Ni trop, ni trop peu… comme souvent. L’outsourcing se concentre sur la recentralisation des activités, l’analyse des dépenses et des investissements. De multiples facettes mais aussi quelques limitations. Toutefois, il est indéniable que les avantages d’une externalisation bien conduite sont nombreux pour une entreprise. Mais il faut rester vigilant vis-à-vis des frais cachés et de la fuite des compétences.

Nous avons rencontré Madame Suzanne de Treville, professeur à l’Université de Lausanne et à l’Institut de Recherche en Management, spécialiste en opération management.

L’outsourcing est très lucratif en Suisse

Environ 2 milliards en Suisse et 530 milliards au niveau mondial, un marché colossal que celui de l’outsourcing! Les entreprises n’ont jamais autant externalisé afin (a) de se concentrer sur le cœur des métiers de l’entreprise, (b) d’innover, ou (c) de réduire les coûts. En s’étendant à une multitude de domaines (audit, formation, gestion du personnel, innovation, finances, outils logistiques, restructuration), l’externalisation est devenue une solution intéressante pour les entreprises.

Mais les modalités d’externalisation sont aussi variées que nombreuses et il est capital pour une entreprise de mener, en amont et en interne, une analyse détaillée de la situation économique de la société ainsi que de ses objectifs pour choisir de manière adaptée et optimale les modalités d’outsourcing. Les acteurs de l’outsourcing l’ont bien compris et n’hésitent pas à engager les meilleurs candidats pour offrir la meilleure analyse possible à leurs clients.
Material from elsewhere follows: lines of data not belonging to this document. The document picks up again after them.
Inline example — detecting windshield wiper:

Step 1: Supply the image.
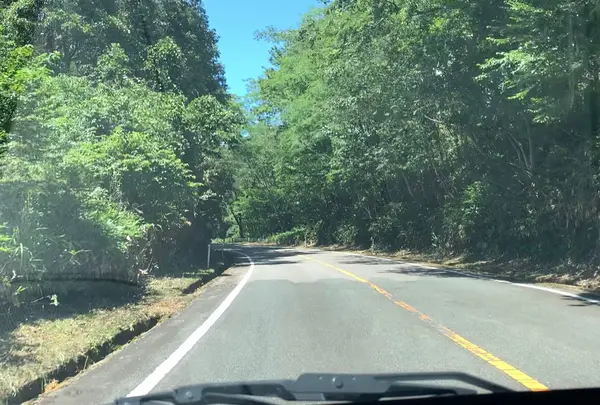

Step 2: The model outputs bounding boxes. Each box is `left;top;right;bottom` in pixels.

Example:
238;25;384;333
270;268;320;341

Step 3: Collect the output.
115;373;511;405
Au sujet de l’outsourcing avec délocalisation, prudence oblige… Comme nous le précise le Professeur de Treville, «Même si le prix à l’étranger semble être 20 à 30 % moins cher, la réduction de flexibilité et la perte d’accès aux compétences techniques sont coûteuses pour une entreprise». Le défi pour les entreprises et les consultants consiste à établir une bonne relation entre les deux parties.

Ce lien de confiance est indispensable pour atteindre les objectifs établis par les entreprises. L’outsourcing, le nouveau business model à suivre? Pas si sûr; mais arrêtons-nous sur une de ses formes, bien particulière. 

L’insourcing, la solution de demain?

Un nombre croissant de sociétés tendrait à pratiquer l’insourcing de manière à garder un certain contrôle de l’activité confiée au partenaire externe. Dans ce cas, la société mandatée délèguera sur site des collaborateurs professionnels. Comme nous le précise le Professeur de Treville, «des sociétés aux USA ont augmenté leur compétitivité, leur marge et leur revenu par employé en augmentant leur effectif par le insourcing et onshoring.

Parmi les chercheurs internationaux exerçant dans ce domaine, le sentiment général de plus en plus répandu est que le potentiel pour le outsourcing a été très vite réalisé; suivi par une longue période de outsourcing faisant apparaître beaucoup plus de coûts que ceux prévus et beaucoup moins de bénéfices que promis».